The next step of the implementation is to import this class into the app module as providers:
@NgModule({
imports: […],
declarations: […],
providers: [ …, RoleGuard],
… })The most important place where we will connect RouteGuard with the page (component) is in app.routing.ts
export const routes: Routes = [
{
path: " home",
component: HomeComponent,
data: { title: "Home" },
},
{
path: "users",
component: UserComponent,
data: { title: Users, roles: ["Administrator"] },
canActivate: [AuthGuard, RoleGuard]
}
]You can see in this picture that we don’t have any restrictions for the home page, but for the user page, we have added RoleGuard, and we will pass that only the Administrator can access this page.
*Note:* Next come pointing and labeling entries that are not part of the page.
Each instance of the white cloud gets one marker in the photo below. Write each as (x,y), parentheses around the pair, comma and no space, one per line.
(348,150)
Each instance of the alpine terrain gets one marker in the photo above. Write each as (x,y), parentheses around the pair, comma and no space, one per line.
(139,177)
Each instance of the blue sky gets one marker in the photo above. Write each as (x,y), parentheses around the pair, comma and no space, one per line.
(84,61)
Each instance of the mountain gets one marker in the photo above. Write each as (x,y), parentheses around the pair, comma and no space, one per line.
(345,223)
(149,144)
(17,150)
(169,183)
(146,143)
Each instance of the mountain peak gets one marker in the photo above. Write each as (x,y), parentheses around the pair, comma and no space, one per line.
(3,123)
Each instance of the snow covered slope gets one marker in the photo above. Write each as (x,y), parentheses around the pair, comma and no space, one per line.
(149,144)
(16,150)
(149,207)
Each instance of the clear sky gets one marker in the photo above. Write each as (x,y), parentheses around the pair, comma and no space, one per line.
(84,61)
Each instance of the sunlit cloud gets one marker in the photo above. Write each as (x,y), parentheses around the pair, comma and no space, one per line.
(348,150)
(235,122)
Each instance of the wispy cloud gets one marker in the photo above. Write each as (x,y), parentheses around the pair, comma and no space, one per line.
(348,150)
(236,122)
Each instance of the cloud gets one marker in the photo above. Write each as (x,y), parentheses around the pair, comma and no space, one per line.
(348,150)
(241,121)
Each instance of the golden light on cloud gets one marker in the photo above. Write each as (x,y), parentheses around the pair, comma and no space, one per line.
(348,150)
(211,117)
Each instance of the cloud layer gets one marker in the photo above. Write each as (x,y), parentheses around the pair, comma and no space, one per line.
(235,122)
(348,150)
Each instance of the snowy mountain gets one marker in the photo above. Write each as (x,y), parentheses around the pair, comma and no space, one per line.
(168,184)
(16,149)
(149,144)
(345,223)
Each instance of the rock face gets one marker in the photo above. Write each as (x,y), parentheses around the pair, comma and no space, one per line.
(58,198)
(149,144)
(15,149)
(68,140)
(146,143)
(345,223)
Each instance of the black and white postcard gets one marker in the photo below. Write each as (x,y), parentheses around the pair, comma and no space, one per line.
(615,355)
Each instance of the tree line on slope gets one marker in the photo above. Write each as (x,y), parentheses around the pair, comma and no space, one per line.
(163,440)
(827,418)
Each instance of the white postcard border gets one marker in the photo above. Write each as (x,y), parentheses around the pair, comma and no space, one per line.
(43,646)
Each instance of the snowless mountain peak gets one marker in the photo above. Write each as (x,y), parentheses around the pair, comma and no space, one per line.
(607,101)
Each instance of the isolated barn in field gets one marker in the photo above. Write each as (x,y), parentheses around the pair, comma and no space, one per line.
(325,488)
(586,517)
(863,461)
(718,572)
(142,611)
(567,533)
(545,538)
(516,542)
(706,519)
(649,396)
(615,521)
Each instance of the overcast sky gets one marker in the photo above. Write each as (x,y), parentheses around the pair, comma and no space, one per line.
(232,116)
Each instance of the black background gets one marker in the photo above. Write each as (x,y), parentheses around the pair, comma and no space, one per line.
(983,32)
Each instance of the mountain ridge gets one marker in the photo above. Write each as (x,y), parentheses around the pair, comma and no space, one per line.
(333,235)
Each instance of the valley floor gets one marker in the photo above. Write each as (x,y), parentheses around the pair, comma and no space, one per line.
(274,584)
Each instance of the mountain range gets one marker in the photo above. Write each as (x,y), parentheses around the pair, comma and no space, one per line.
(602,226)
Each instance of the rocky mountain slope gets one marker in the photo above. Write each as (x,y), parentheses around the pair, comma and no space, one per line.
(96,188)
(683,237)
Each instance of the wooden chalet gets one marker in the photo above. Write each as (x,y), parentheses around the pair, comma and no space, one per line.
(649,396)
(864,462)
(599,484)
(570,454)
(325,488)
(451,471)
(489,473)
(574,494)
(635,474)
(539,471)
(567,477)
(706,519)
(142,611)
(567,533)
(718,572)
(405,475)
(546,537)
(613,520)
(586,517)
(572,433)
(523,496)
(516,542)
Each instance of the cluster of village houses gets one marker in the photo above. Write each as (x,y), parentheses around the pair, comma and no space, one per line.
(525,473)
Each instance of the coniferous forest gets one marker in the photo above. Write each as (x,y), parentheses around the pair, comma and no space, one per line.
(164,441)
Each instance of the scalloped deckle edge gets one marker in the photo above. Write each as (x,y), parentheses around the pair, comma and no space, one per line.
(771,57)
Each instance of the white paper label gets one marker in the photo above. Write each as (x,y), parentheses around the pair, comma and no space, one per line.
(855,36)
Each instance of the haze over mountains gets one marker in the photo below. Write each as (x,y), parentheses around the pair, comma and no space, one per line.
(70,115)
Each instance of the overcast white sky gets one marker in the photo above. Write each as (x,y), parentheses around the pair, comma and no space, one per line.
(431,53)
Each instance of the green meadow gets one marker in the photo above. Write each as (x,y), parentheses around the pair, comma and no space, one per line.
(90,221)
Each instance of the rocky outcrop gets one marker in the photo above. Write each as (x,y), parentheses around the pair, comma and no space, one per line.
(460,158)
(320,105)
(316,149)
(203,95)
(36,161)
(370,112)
This is some very simple code, but we have restricted the page access, so the attacker cannot manipulate and access pages from the URL! You can check out the site if you want to learn how to create AuthGuardService.
Useful links:
In one OWASP presentation there are some useful links for IDOR explanation and examples, if you want to check them out:
- https://codeburst.io/hunting-insecure-direct-object-reference-vulnerabilities-for-fun-and-profit-part-1-f338c6a52782
- https://www.gracefulsecurity.com/idor-insecure-direct-object-reference/
- https://medium.com/@woj_ciech/explaining-idor-in-almost-real-life-scenario-in-bug-bounty-program-c214008f8378
- https://blog.detectify.com/2016/05/25/owasp-top-10-insecure-direct-object-reference-4/
Conclusion
I showed some basic mistakes made while developing and some prevention steps to avoid them.
In my opinion, the most essential part of application security is authentication. This logic must be implemented in the right way. Of course, that means it needs to be tested in detail because it is too late if broken authentication passes to the production stage.
In the end, secure code is the cheapest code!